UPDATE: given that I have now upgraded the motherboard, and it now works, these problems are now rendered moot. However for those interested, that eliminates the HDD and IPFire out as the problem source. My guess is that it was caused by the 3512 card not working correctly, be it in hardware or software.

Ok so maybe buying a whole new router was a little rash given I have a problem that could potentially be solved by other means.

Here’s the situation and the problem:

The Players:

Linux box running IPFire with the following specs:

CPU: Intel Pentium 4 1.6 Ghz

RAM: 512MB generic DDR (i think)

PSU: Generic 350w or something of the like

MOBO: Intel 800 Series something-a-rather

HDD: Western Digital WD1600 160GB IDE

MEDIA HDD: Western Digital WD20 2TB SATA2

NET: 2x TP-Link 1Gbps Ethernet PCI cards (1 for LAN, 1 for WAN) running CAT6 cabling

SATA Card: Ritmo PCI to SATA1 w/Silicon Image Sil3512 SATALink chip

Notes:

  • The media drive is new, there’s no SMART errors, no issues hardware related from what I can tell.
  • It is connected via a PCI Silicon Image 3512 SATALink 1.5Gbps SATA1 controller card. Powered by a molex –> SATA power converter.

The Problem:

I can successfully copy files via any method to the media drive, however I cannot read the resulting files. The transfer usually goes on for a second or so at full speed and then suddenly drops to <100KB/s and finally dies with an error message. I’ve tried multiple files, all fail.

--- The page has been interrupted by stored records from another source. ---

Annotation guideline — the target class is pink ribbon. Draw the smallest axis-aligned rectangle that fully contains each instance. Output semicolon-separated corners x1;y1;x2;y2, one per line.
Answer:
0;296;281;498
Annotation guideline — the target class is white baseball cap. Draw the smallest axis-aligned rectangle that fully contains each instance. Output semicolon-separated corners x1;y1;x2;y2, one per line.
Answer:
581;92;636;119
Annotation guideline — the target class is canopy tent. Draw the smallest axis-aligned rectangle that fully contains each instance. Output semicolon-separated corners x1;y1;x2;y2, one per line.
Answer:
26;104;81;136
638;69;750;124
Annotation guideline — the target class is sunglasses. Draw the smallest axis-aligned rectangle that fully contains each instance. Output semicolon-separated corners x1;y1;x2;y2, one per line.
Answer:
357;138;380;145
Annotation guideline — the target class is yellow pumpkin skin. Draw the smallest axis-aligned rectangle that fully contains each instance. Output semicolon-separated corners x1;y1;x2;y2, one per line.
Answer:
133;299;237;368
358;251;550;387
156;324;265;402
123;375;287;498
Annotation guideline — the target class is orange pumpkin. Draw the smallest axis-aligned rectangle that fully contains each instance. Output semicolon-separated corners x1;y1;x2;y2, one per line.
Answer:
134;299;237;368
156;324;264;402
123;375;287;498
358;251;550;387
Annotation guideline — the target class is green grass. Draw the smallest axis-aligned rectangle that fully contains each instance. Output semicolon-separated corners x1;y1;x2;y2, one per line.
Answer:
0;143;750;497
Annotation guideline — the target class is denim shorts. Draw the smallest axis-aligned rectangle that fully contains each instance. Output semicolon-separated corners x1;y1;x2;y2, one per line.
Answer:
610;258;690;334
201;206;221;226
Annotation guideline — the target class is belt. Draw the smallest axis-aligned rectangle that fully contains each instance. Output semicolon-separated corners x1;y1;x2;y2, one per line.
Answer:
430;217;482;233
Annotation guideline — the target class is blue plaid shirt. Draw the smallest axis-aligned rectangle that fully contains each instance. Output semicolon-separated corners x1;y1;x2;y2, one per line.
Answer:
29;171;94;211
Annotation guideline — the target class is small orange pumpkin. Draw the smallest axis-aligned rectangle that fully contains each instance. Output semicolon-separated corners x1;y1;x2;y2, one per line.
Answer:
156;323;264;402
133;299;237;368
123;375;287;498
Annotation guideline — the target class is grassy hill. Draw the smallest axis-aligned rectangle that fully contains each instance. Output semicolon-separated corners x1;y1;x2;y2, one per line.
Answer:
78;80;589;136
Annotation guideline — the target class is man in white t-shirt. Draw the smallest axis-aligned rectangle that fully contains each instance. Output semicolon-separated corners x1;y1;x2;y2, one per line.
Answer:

I have finally found some useful information about the errors im getting in relation to ata2.00: error: { ICRC UNC IDNF ABRT }

(see below for full kernel message)

According to https://ata.wiki.kernel.org/index.php/Libata_error_messages

  • ICRC = Interface CRC error during Ultra DMA transfer (which is likely caused by power issues or bad driver instructions)
  • UNC = Uncorrectable error (bad sectors)
  • IDNF = Requested address was not found
  • ABRT = Command aborted

Looks to me that the first error causes the others. But then again who knows, I could just be that unlucky.

 

18:34:18 Kernel.Info	kernel: ata2: EH complete
18:34:18 Kernel.Info	kernel: ata2.00: configured for UDMA/33
18:34:18 Kernel.Info	kernel: ata2: SATA link up 1.5 Gbps (SStatus 113 SControl 310)
18:34:18 Kernel.Info	kernel: ata2: hard resetting link
18:34:18 Kernel.Error	kernel: ata2.00: error: { ICRC UNC IDNF ABRT }
18:34:18 Kernel.Error	kernel: ata2.00: status: { Busy }
18:34:18 Kernel.Error	kernel:          res ff/ff:ff:ff:ff:ff/ff:ff:ff:ff:ff/ff Emask 0x2 (HSM violation)
18:34:18 Kernel.Error	kernel: ata2.00: cmd 25/00:00:1f:03:b6/00:01:3e:00:00/e0 tag 0 dma 131072 in
18:34:18 Kernel.Error	kernel: ata2.00: failed command: READ DMA EXT
18:34:18 Kernel.Error	kernel: ata2.00: exception Emask 0x0 SAct 0x0 SErr 0x0 action 0x6 frozen
18:34:18 Kernel.Debug	kernel: ata2: drained 32768 bytes to clear DRQ.
18:34:17 Kernel.Info	kernel: ata2: EH complete
18:34:17 Kernel.Info	kernel: ata2.00: configured for UDMA/33
18:34:17 Kernel.Info	kernel: ata2: SATA link up 1.5 Gbps (SStatus 113 SControl 310)
18:34:17 Kernel.Info	kernel: ata2: hard resetting link
18:34:17 Kernel.Error	kernel: ata2.00: error: { ICRC UNC IDNF ABRT }
18:34:17 Kernel.Error	kernel: ata2.00: status: { Busy }
18:34:17 Kernel.Error	kernel:          res ff/ff:ff:ff:ff:ff/ff:ff:ff:ff:ff/ff Emask 0x2 (HSM violation)
18:34:17 Kernel.Error	kernel: ata2.00: cmd 25/00:00:1f:d0:b5/00:01:3e:00:00/e0 tag 0 dma 131072 in
18:34:17 Kernel.Error	kernel: ata2.00: failed command: READ DMA EXT
18:34:17 Kernel.Error	kernel: ata2.00: exception Emask 0x0 SAct 0x0 SErr 0x0 action 0x6 frozen
18:34:17 Kernel.Debug	kernel: ata2: drained 32768 bytes to clear DRQ.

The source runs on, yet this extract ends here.